The Food Market on the historic square of Gonzales is part BBQ joint and part convenience store. Pass through the glass door and you’ll hear a hum of activity as you walk toward the large glass-faced cases that display the plethora of smoked meats available. Behind the counter to take your order will most likely be Richard Lopez, the third-generation owner. (A great oral history of the joint from Mr. Lopez himself can be found here.) This joint was our eighth stop of the day, so we were doing well to fit any more meat in our stomachs. I’d heard from so many sources that this joint was good, but it’s never made it into the heralded Texas Monthly Top 50, so I was skeptical.
I swore to my companions that I would order the minimum required to get a taste, but the prominently displayed meats and the delightful aromas changed all that. I ordered a plate of sliced brisket, spare ribs, and sausage. I finally got to snap a shot of the brisket after we’d polished off most of the other meat…it was that good.
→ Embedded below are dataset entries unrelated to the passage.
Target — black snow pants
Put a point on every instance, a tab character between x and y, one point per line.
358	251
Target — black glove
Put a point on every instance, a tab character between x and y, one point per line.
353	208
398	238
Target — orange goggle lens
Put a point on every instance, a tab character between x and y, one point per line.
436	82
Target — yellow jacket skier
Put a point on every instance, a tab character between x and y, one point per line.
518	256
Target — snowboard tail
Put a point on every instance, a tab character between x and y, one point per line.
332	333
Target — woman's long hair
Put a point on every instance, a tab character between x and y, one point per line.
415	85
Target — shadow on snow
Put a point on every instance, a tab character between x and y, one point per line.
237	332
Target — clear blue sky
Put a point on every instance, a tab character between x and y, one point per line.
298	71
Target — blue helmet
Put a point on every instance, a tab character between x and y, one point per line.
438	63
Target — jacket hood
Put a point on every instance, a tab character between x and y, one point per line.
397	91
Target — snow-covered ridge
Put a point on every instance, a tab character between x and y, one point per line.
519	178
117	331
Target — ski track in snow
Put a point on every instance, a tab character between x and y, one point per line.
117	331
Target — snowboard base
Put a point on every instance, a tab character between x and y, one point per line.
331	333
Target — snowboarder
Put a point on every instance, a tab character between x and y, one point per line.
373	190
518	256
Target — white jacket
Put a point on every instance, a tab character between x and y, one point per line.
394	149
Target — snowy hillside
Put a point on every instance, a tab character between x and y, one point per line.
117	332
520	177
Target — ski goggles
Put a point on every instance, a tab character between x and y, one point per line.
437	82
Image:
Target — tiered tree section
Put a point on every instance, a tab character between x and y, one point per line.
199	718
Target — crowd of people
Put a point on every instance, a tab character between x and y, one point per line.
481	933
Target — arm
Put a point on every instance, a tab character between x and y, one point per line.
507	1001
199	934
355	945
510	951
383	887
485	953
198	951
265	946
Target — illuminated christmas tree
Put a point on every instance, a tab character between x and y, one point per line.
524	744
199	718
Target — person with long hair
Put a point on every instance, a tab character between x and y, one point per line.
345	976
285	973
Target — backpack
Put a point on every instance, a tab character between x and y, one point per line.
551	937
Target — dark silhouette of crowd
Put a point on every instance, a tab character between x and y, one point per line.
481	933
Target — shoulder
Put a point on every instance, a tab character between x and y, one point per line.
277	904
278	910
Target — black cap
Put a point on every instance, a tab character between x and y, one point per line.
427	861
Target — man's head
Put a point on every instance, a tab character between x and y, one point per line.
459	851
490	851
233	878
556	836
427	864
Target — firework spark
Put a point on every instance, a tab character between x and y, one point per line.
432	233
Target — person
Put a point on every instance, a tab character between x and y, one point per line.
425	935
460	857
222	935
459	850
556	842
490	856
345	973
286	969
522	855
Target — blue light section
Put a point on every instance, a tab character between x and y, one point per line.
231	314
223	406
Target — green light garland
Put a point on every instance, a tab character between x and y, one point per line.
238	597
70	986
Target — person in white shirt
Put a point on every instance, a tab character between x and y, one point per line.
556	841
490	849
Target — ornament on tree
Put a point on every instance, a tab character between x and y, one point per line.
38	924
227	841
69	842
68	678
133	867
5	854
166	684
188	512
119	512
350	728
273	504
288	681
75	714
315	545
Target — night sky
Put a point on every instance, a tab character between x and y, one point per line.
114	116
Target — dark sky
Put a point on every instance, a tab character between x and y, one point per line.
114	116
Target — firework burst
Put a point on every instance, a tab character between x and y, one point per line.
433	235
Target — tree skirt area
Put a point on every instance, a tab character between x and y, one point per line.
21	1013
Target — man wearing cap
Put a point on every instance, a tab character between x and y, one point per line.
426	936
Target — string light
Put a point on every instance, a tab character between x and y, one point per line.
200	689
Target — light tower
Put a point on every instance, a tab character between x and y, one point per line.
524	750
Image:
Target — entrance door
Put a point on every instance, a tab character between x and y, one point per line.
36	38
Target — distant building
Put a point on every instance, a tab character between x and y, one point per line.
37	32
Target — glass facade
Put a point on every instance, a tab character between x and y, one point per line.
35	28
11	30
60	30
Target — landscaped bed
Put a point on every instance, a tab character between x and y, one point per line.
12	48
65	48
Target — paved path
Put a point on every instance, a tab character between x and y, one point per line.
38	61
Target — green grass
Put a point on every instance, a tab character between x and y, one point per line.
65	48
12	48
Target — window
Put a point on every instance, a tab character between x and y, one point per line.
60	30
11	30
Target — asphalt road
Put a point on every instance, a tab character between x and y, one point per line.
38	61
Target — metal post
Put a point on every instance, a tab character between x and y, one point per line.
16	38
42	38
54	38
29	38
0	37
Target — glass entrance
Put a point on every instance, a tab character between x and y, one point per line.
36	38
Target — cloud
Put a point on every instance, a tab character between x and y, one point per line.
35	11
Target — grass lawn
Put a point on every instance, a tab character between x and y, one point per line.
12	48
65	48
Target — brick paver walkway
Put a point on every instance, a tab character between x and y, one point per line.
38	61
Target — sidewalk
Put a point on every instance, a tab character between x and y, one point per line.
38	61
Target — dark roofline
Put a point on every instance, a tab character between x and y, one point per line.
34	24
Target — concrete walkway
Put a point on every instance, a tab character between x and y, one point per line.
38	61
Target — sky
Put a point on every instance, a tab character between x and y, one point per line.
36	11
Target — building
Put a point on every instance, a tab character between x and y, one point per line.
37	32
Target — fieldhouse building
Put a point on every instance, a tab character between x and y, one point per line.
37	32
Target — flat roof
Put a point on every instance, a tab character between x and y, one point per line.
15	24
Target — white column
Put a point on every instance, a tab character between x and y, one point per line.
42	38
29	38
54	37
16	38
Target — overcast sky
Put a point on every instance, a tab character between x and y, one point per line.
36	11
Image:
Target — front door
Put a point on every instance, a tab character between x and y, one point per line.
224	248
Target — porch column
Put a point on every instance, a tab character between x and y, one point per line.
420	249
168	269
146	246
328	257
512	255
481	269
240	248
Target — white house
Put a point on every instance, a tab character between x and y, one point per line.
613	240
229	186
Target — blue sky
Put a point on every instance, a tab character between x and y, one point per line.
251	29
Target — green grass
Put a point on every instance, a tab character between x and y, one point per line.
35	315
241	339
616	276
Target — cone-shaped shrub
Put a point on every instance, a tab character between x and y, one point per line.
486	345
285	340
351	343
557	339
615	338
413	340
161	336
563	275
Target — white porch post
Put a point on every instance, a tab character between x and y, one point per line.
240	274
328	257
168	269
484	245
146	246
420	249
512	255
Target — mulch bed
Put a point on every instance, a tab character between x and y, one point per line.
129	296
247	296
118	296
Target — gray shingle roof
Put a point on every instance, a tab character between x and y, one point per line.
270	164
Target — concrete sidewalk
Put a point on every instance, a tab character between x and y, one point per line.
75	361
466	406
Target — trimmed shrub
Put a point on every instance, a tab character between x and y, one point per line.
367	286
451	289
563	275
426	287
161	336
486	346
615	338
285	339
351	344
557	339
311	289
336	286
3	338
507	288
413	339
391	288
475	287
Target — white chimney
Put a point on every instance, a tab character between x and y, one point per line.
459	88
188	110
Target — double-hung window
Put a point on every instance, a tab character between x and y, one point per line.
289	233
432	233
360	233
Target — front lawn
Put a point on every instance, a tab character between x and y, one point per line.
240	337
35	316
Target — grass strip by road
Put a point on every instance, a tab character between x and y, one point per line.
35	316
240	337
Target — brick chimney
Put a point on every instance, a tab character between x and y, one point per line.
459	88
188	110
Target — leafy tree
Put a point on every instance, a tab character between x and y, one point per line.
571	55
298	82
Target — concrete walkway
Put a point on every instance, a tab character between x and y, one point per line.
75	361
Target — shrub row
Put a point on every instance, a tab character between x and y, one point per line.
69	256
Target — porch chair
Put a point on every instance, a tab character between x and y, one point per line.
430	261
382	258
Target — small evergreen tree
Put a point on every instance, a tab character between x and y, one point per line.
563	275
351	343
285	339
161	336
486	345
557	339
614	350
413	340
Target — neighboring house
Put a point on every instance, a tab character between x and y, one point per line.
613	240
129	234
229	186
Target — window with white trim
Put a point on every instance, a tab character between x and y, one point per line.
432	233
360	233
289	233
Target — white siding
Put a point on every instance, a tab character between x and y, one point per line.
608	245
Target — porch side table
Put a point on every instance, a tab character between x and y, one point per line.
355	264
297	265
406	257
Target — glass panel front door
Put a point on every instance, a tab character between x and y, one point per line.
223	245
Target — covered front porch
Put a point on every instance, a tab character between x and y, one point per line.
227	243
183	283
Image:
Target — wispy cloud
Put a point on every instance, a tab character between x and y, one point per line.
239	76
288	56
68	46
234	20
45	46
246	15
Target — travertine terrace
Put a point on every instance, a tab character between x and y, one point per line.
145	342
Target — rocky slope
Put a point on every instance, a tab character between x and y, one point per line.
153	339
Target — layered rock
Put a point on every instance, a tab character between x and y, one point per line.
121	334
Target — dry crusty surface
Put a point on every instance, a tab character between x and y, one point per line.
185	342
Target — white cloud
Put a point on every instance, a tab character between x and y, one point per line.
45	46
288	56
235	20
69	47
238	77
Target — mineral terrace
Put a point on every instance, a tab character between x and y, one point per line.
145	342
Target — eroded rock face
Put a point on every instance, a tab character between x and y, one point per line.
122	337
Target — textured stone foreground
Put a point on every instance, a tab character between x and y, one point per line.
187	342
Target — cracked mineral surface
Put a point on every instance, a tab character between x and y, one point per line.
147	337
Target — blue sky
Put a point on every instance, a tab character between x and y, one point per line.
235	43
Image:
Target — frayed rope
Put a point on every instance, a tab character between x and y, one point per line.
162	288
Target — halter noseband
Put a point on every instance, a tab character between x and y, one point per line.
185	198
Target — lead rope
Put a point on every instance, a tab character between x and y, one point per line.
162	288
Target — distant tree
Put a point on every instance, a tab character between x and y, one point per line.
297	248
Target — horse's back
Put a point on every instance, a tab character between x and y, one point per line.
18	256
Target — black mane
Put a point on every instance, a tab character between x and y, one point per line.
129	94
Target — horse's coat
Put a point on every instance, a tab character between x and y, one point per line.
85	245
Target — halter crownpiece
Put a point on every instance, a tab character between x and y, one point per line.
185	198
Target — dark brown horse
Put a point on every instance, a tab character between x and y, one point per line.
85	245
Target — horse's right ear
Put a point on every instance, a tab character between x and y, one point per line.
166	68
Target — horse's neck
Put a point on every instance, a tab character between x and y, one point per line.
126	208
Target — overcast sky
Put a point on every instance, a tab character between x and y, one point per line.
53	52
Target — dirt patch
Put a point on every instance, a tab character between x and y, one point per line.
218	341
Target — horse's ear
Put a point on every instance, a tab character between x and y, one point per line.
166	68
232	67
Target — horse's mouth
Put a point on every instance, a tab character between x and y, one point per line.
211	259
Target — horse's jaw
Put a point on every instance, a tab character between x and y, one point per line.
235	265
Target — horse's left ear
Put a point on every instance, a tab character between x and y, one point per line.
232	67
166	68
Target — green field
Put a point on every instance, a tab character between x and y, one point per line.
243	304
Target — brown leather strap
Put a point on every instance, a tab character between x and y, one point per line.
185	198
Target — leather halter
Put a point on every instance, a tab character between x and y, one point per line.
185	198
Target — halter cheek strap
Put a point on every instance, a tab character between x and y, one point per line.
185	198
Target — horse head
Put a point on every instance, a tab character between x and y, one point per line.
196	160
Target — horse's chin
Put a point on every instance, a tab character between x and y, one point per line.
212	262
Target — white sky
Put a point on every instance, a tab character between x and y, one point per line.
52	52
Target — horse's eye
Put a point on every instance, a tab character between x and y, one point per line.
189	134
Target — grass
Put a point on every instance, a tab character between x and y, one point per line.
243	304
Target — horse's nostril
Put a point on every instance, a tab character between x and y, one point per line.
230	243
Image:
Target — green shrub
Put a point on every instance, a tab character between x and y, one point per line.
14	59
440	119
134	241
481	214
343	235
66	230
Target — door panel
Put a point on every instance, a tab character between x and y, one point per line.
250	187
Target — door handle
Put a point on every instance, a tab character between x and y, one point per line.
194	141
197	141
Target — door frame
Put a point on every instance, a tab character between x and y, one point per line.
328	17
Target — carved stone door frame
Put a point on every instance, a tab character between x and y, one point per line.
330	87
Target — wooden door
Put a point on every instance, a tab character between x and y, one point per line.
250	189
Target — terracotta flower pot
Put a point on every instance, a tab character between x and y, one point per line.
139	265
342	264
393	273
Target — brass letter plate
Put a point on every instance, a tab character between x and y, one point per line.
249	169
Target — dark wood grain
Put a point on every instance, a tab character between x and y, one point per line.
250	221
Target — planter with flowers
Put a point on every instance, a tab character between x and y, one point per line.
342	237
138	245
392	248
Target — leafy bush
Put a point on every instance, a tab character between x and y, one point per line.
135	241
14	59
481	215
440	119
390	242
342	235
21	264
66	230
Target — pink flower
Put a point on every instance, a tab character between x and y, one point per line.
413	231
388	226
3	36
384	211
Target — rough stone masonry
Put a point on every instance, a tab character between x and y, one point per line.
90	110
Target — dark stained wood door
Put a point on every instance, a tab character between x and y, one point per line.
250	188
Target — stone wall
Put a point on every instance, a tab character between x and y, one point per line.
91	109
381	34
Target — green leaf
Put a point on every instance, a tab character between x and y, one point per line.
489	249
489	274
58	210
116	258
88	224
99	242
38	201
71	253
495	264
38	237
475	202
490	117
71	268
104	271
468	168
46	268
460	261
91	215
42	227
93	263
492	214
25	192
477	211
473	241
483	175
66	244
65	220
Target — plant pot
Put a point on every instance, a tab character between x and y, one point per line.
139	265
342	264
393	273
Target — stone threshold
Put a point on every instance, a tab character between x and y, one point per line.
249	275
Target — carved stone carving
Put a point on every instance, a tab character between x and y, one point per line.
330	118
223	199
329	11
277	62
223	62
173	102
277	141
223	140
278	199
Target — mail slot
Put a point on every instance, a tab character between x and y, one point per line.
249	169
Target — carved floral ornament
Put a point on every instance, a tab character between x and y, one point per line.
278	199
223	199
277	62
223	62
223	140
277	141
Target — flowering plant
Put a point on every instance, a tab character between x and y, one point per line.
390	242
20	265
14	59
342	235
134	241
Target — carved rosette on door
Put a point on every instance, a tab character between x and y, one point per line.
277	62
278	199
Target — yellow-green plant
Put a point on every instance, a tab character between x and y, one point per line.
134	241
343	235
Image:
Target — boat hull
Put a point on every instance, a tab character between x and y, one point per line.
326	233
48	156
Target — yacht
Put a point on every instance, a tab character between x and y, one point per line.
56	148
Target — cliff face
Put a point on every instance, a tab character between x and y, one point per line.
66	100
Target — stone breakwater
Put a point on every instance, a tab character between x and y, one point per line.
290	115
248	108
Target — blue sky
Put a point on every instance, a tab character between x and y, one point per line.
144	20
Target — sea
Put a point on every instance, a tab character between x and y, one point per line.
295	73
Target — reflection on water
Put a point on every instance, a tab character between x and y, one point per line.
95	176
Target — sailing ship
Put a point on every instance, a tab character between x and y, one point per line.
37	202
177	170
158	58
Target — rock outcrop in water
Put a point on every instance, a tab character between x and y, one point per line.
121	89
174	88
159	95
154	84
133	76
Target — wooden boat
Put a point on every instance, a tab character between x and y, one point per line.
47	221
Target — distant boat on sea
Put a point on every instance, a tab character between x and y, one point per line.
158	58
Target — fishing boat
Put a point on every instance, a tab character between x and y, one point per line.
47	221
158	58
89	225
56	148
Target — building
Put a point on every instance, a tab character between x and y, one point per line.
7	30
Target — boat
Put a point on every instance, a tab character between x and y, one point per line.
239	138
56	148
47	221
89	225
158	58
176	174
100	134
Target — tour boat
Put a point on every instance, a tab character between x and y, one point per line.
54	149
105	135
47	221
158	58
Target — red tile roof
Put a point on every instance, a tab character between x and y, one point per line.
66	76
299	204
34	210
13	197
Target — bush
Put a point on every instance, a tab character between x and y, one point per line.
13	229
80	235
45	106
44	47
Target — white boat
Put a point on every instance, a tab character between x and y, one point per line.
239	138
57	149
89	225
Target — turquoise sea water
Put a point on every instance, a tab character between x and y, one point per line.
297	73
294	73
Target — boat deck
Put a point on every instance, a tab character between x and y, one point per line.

A crispy, almost candy crust coated the brisket. The texture was as if the meat had dried out, but these slices were perfectly moist and tender with perfectly rendered fat. The crust’s flavor was also smoky, as was each slice from top to bottom. We later learned from a clipping on the wall that the crust was formed by smoking the briskets in a pan that captures the rendered fat and juices. The brisket is then seared in this pan during the cooking process to get that wonderful crust. The ribs were equally as good, if not as complex. There was little rub, but the wonderfully smoky flavor ran through the moist, if not incredibly tender meat. Each bite just made me want another despite the lack of gastric real estate. The sausage was run-down-your-chin juicy (fatty) with lingering heat not reminiscent of anything else in the area. The meat had a fine grind, and the casings had good snap. Of the joints tried on this day, Gonzales Food Market was the only place that nailed every meat. This joint should be considered a must try for anyone traveling the Central Texas BBQ trail, and how it has never cracked the Top 50, I can’t begin to know.